Yoga: 7 essential tips for joint safety

3 min read

Many aches and pains that we suffer – in our yoga practice and daily life – come not from acute injury but from doing something over and over with poor alignment. The cumulative stress builds until, eventually, the smallest straw breaks the camel’s back.

In my role as a yoga instructor, I correct minor misalignments that, while they may not be painful at the time, can cause serious injury if repeated 100 times. Our joints are at risk of injury.

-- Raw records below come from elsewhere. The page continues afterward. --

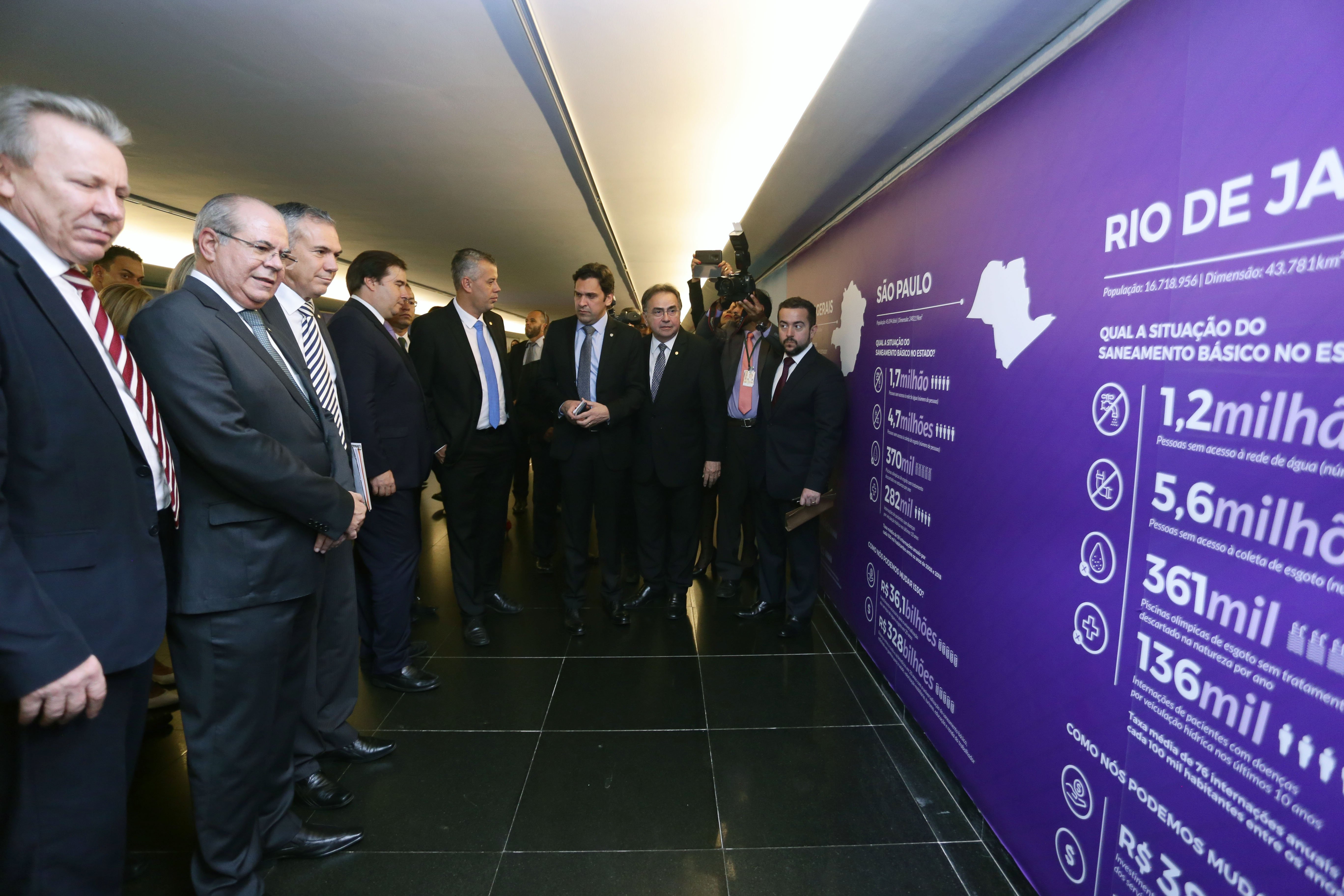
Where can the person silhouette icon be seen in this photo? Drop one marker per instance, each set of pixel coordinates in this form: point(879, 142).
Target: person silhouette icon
point(1306, 749)
point(1285, 739)
point(1327, 762)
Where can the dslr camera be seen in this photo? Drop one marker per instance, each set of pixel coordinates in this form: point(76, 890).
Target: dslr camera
point(738, 287)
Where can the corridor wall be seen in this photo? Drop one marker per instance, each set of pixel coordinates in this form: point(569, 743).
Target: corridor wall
point(1092, 503)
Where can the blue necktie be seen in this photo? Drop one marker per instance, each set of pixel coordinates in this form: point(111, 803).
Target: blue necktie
point(587, 364)
point(259, 328)
point(489, 366)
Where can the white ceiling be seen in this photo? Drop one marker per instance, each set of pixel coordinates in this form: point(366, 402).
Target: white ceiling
point(547, 132)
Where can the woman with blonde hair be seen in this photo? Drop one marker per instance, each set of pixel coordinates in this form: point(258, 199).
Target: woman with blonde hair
point(181, 273)
point(124, 301)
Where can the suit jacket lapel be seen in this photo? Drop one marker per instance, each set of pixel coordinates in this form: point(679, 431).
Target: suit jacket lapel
point(70, 330)
point(208, 297)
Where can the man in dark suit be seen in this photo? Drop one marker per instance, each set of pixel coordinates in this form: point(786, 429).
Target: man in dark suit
point(468, 389)
point(748, 350)
point(388, 418)
point(333, 678)
point(538, 428)
point(264, 493)
point(679, 445)
point(803, 417)
point(86, 508)
point(589, 381)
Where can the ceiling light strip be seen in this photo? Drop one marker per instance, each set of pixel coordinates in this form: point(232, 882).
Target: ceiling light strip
point(589, 183)
point(1084, 26)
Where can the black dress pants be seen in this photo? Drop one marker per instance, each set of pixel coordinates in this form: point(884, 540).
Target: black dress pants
point(742, 457)
point(799, 549)
point(546, 496)
point(476, 510)
point(241, 684)
point(589, 488)
point(64, 795)
point(331, 683)
point(386, 559)
point(670, 518)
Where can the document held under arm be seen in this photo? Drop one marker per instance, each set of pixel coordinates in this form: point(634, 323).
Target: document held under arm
point(800, 515)
point(357, 463)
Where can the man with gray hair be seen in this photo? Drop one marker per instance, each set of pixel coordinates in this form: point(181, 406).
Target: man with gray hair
point(88, 500)
point(265, 493)
point(462, 362)
point(333, 680)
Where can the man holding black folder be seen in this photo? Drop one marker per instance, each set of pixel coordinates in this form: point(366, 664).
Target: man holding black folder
point(333, 680)
point(803, 420)
point(388, 418)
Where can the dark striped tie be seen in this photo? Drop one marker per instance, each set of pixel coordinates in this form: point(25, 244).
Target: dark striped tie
point(319, 366)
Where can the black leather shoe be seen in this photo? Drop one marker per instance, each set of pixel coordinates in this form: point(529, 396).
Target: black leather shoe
point(135, 868)
point(677, 606)
point(315, 841)
point(410, 680)
point(499, 604)
point(758, 610)
point(646, 594)
point(616, 613)
point(321, 792)
point(364, 749)
point(474, 632)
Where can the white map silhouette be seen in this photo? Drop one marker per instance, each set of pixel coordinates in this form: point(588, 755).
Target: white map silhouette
point(1005, 303)
point(850, 327)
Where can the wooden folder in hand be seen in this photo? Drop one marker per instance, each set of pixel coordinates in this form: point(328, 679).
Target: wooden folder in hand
point(800, 515)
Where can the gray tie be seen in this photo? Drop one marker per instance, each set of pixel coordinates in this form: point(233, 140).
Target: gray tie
point(658, 369)
point(259, 328)
point(587, 364)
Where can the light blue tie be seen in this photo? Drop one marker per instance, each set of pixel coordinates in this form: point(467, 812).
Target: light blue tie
point(489, 366)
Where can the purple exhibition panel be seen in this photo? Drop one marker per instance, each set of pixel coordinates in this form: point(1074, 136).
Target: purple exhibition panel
point(1092, 518)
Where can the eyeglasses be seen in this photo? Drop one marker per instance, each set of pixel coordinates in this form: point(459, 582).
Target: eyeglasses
point(263, 252)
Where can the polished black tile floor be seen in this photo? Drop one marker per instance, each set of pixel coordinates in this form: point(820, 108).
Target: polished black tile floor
point(702, 756)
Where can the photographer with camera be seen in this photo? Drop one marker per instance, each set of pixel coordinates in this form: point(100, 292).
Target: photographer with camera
point(748, 344)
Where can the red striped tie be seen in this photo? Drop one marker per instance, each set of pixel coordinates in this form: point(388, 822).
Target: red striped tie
point(131, 375)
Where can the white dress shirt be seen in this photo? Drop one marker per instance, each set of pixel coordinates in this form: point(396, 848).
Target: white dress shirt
point(483, 422)
point(54, 266)
point(292, 304)
point(779, 371)
point(654, 355)
point(599, 338)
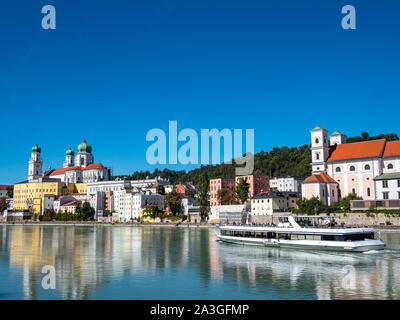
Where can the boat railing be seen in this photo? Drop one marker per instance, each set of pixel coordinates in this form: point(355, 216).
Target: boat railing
point(304, 227)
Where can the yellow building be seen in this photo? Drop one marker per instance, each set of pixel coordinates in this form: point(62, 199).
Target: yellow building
point(30, 195)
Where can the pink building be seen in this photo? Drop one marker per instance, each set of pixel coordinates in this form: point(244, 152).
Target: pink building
point(217, 184)
point(353, 166)
point(258, 184)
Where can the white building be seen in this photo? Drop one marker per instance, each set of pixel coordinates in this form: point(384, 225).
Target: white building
point(273, 202)
point(227, 213)
point(3, 191)
point(291, 184)
point(82, 169)
point(387, 186)
point(131, 203)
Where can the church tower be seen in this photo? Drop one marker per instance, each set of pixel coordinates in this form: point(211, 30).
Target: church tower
point(319, 149)
point(337, 138)
point(84, 156)
point(35, 164)
point(69, 158)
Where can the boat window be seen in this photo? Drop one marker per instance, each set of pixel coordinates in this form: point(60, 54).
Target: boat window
point(328, 237)
point(313, 237)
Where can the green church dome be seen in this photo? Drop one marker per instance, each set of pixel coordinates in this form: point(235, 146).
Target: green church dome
point(69, 152)
point(84, 147)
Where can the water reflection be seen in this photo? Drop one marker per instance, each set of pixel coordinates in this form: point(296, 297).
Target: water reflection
point(104, 262)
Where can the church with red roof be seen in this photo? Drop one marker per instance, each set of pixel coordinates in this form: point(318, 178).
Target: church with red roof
point(79, 168)
point(340, 168)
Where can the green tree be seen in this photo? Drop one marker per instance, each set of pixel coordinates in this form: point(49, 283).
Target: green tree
point(242, 190)
point(173, 201)
point(3, 205)
point(223, 196)
point(203, 195)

It’s important to know how to safely support your body weight with these delicate structures during yoga practice. Use these tips to ensure the safety of your joints during your next yoga practice, whether you are trying to avoid an injury or care for one.

Keep your knees in line with the second toe.

It is good to follow this rule of thumb for any pose, whether your legs are straight or bent or if you are bearing weight. The center of the knee should be in line with your second and third fingers.

When standing on your toes, you should shift the weight forward in bent-knee poses.

If you are standing with your knees bent, such as in Utkatasana or Virabhadrasana II, make sure to root into the heel. If the legs are straight (as in Tadasana Ut, tadasana, or Trikonasana), you should press your weight more into the ball and pull the kneecaps upwards.

You can use props to relieve knee pain caused by deep flexion and pressure.

Use a prop if you feel pain when your legs are deeply bent. Sit on a block in Virasana or Hero Pose. In Balasana (Child Pose), place a blanket behind your knees.

Use a blanket if kneeling causes too much pressure on the kneecap, such as in Tabletop or Anjaneyasana.

Engage the muscles to support you and get out of hyperextension at the elbows and knees.

Hyperextensibility of the elbow and knee joints indicates that the ligaments have laxity and allow them to move beyond straight into a “locked” position.

Then, firm up the muscles around the joint to get the bones “truly straight.” Draw all the thigh muscles up to the hips for the knees. For the arms, use the triceps and the biceps.

Hug your arms in 90-degree angles.

It is very important to create a 90-degree angle between the forearm and upper arm when you lower into Chaturanga. It is important to keep the elbows above the wrists (not behind them) and firm the upper arms against the side of the body.

Create a solid and safe foundation using your hands.

Position your hands in weight-bearing positions (like Downward Facing Dog and Plank) so that your wrist creases run parallel to the edge of the mat. Press firmly and widely into each knuckle. This will prevent you from slamming the weight of your body into your wrists.

Modifying will give you a rest.

Consider moving to your forearms or fists in Tabletop or Downward Facing Dog if you have an injury or feel your wrists are sore.

These tips are just a start when it comes to joint safety. You can enjoy a healthy yoga practice and protect your joints by paying attention to alignment and mindfulness.